Soooo, to wrap it up, you will have two sets of routes. One on the client (as part of a client-side framework like AngularJS or EmberJS, the list goes on... I prefer Angular, but there is a fairly steep learning curve for that one.), and one on the server. When you think about 'server routes' think data API. When you think of 'page routing', remember that this all gets handled on the client, by the javascript that you delivered with the initial server response (this is the one and only necessary server-side route involved with rendering HTML to the browser, loading your 'index.html' and all of the necessary scripts and stylesheets, etc). You will use express.static middleware to serve static files, so you don't have to worry about assigning routes for that stuff.
EDIT A quick mention of AJAX implementation.
On the server, you will have routes similar those that Alex has provided as examples and you will make calls to those URLs from the client using whatever XMLHttpRequest (XHR) object is exposed by your framework or library of choice. It is now considered more or less standard and best practice for frameworks/libraries to implement these requests as Promises http://wiki.commonjs.org/wiki/Promises/A. You should read a bit about it on your own, but I might be able to summarize it by saying that it is an asynchronous operation analogous to 'try, catch, throw' in synchronous operations. You will instantiate a promise object and through it you will attempt to load data from the server, for instance, via GET request. Make sure that you have assigned functions to handle requests made to the URL that you made the request to (server-side route)! This object that you instantiate and subsequently make the request to the server through, promises to return the result of the request to you once it comes back from the server (no matter whether it was successful or not) If it is successful, it will call a function that you have written and will supply it with the data from the server. If it fails, it will call a different function, also written by you, and will supply it with the error object (or 'reason' for failure), so you can handle the error appropriately.

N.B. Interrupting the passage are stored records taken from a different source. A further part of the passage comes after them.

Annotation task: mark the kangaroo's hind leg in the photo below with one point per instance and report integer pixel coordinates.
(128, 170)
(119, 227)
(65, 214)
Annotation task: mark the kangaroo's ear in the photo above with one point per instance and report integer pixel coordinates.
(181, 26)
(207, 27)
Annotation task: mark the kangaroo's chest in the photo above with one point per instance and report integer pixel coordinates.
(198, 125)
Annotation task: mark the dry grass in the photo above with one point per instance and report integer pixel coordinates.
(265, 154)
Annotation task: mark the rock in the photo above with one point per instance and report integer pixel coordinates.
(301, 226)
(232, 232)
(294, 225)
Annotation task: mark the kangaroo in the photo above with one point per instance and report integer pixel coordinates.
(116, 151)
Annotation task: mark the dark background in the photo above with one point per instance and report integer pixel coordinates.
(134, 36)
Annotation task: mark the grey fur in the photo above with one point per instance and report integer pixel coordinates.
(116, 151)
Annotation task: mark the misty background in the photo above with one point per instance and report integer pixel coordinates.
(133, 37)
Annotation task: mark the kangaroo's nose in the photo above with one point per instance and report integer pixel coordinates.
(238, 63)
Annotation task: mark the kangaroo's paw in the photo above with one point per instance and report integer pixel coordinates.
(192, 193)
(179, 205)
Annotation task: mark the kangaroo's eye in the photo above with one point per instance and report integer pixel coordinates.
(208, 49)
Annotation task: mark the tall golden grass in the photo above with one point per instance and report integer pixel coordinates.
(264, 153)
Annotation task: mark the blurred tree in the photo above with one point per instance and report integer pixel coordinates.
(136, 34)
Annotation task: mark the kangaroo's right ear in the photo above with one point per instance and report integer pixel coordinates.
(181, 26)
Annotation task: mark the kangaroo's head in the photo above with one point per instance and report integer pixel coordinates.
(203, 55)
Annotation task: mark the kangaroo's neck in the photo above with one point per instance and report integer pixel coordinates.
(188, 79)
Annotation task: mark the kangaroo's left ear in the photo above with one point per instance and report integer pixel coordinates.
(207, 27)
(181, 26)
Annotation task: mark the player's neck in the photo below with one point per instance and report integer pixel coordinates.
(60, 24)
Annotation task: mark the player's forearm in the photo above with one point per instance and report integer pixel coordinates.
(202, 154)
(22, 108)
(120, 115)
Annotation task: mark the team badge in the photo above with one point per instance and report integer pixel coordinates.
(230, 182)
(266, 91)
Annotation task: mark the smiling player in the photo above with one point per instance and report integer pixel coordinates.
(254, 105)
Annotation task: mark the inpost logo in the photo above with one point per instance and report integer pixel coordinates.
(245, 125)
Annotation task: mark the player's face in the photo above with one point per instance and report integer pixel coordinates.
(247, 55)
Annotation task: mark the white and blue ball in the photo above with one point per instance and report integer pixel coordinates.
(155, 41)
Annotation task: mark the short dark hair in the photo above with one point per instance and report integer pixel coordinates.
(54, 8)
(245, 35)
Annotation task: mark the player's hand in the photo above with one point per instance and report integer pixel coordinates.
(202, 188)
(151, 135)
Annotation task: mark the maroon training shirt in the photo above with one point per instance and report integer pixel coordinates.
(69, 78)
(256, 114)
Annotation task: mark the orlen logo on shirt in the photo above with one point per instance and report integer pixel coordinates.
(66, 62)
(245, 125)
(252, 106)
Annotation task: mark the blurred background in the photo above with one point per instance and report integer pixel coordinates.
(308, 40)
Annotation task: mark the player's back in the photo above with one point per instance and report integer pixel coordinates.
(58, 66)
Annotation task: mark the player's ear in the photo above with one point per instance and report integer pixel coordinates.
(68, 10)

Hope that helped answer your question.
You only have to route requests you serve dynamically. Your HTML, CSS, JS are all static assets. So all you need to handling routing for is your data.
It sounds like you want a Restful API, which basically means that you have URLs for specific resources, and HTTP verbs for manipulating them.
Something like:
GET /books.json - Get all books
POST /books.json - Create a new book with properties passed in the body of the request
GET /books/123.json - Get book with id of 123
PUT /books/123.json - Update an existing book with properties passed in the body of the request
This blog post seems to show how to set this up in Express.
Once you have a sane API delivering JSON, you just make your AJAX calls use it based on what objects you want to fetch.